Ich bin schon seit etlichen Jahren dein Fan. Und es wäre eigentlich für jeden verständlich, wenn ich als Fan einer weltbekannten Tennisspielerin dieser verehrungsvolle Schreiben schickte. Bis vor einem Jahr, als meine Frau noch lebte, wäre das auch von mir zu erwarten gewesen, aber jetzt hat sich mein ganzes Leben geändert und zumindest in meinen Gedanken bist Du so etwas wie ein virtueller Ersatz für meine Frau geworden. Vielleicht werde ich, wenn ich alle Geschichten, die mich bewegen, aufgeschrieben habe, dir, der realen Person der Mary diese Geschichten schicken, um mir die Chance zu geben eine reale Beziehung zu dir aufzubauen.

Ich beginne mit der Darstellung meiner erotischen Biographie mit dem Jahr 1932. Damals war ich fünf Jahre alt. In dieser Zeit war mein Vater als Lehrer arbeitslos. Er hatte allerdings einen Nebenerwerb als Vertreter für Bücher gefunden. Er reiste viel, um bei Buchhändlern und Privatpersonen Abnehmer für seine Ware zu finden. Manchmal kam er wochenlang nicht nach Hause, weil er in irgendwelchen entlegenen Dörfern die Bauern für deutsche Literatur begeistern wollte. In diesen Zeiten reiste meine Mutter mit mir zu meinen Großeltern auf’s Land, um die Ausgaben für den eigenen Haushalt zu sparen; denn mein Vater konnte mit seiner Tätigkeit nur das zum Überleben Nötigste verdienen.
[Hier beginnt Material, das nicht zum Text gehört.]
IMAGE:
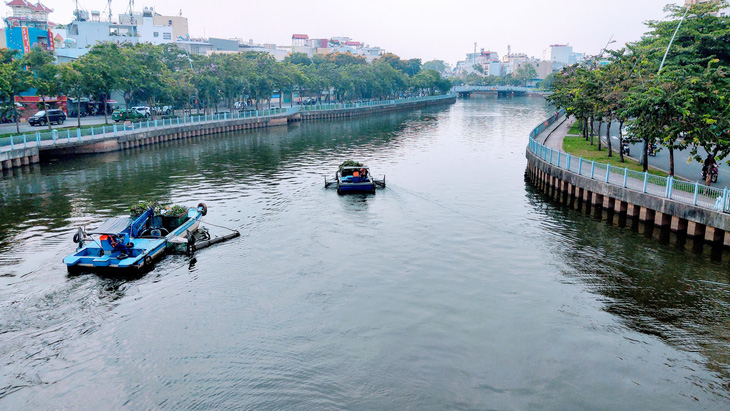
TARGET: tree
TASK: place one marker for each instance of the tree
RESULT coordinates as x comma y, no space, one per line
102,69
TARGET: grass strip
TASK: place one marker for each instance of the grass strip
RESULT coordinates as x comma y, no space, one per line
578,147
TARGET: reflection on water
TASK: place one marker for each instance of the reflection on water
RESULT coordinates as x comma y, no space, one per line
457,286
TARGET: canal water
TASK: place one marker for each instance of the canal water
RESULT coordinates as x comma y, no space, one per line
459,286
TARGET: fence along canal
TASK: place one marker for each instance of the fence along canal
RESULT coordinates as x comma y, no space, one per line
25,149
689,209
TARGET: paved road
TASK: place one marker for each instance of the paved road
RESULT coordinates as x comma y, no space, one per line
70,122
691,171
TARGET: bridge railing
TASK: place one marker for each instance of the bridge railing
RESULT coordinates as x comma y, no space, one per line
374,103
129,127
686,192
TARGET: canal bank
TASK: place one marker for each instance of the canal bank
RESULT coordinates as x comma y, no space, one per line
26,150
688,210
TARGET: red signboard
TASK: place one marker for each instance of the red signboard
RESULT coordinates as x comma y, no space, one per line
26,40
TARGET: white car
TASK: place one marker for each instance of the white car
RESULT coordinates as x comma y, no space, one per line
143,110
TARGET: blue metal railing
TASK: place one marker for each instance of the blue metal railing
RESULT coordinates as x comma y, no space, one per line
114,130
105,131
374,103
695,194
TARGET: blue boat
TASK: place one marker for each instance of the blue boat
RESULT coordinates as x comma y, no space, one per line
354,179
123,244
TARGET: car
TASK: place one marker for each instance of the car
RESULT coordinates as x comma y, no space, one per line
162,110
126,114
55,115
143,110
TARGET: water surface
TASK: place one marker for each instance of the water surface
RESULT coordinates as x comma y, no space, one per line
459,286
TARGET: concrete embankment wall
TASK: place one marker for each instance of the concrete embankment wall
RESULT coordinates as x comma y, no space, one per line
364,111
144,138
23,157
686,221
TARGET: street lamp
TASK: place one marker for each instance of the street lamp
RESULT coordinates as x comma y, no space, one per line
672,40
610,41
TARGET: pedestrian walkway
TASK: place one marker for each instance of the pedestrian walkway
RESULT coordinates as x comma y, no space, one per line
548,146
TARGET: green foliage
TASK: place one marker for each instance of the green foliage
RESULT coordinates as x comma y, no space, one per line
150,75
685,105
349,163
138,209
175,210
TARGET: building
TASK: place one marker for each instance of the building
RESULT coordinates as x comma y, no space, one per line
178,23
483,62
28,27
562,55
301,43
725,11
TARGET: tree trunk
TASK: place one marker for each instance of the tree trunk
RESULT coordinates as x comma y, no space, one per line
621,141
16,117
106,118
48,120
590,120
608,138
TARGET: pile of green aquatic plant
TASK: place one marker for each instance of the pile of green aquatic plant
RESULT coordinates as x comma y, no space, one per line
159,209
142,206
175,210
350,163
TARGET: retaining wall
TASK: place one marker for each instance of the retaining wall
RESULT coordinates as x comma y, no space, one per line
686,220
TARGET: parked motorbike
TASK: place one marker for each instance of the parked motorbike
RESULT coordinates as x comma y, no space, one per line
652,150
713,170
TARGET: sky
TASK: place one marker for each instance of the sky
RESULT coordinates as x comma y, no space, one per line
426,29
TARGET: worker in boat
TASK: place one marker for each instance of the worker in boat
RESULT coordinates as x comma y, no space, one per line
117,243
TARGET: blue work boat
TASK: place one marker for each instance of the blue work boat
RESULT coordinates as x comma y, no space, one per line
123,244
354,178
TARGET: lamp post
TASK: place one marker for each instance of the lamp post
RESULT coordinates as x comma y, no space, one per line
610,41
672,40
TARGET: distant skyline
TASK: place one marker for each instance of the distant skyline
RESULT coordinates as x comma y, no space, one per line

Dort – bei den Großeltern – hatte ich schnell Anschluss an die Kinder des Dorfes gefunden, weil ich zum Entsetzen meiner Mutter mit der großzügigen Verteilung meiner Spielsachen an die neuen Freunde nicht lange gefackelt hatte. Ich war denn auch bald wie sie in den Werkstätten und Bauernhöfen ihrer Eltern zu Hause und durchschwärmte mit ihnen die umliegenden Felder und Wälder. Meine Realitätserfahrungen wurden durch diese Aktionen und die damit verbundene selbständige Nahrungsmittelversorgung mit Kirschen, Erdbeeren und Pilzen, Krebsen und Forellen sprunghaft erweitert. Ich gewann sogar die Bewunderung meiner neuen Freunde, weil es mir bei einer Mutprobe gelang, die Rivalität zwischen ihnen und einer anderen Kinderbande zu ihren Gunsten zu entscheiden, weil ich ein Brennnesselblatt in den Mund nahm und es – wenn auch unter heftigsten Schmerzen – tapfer zerkaute.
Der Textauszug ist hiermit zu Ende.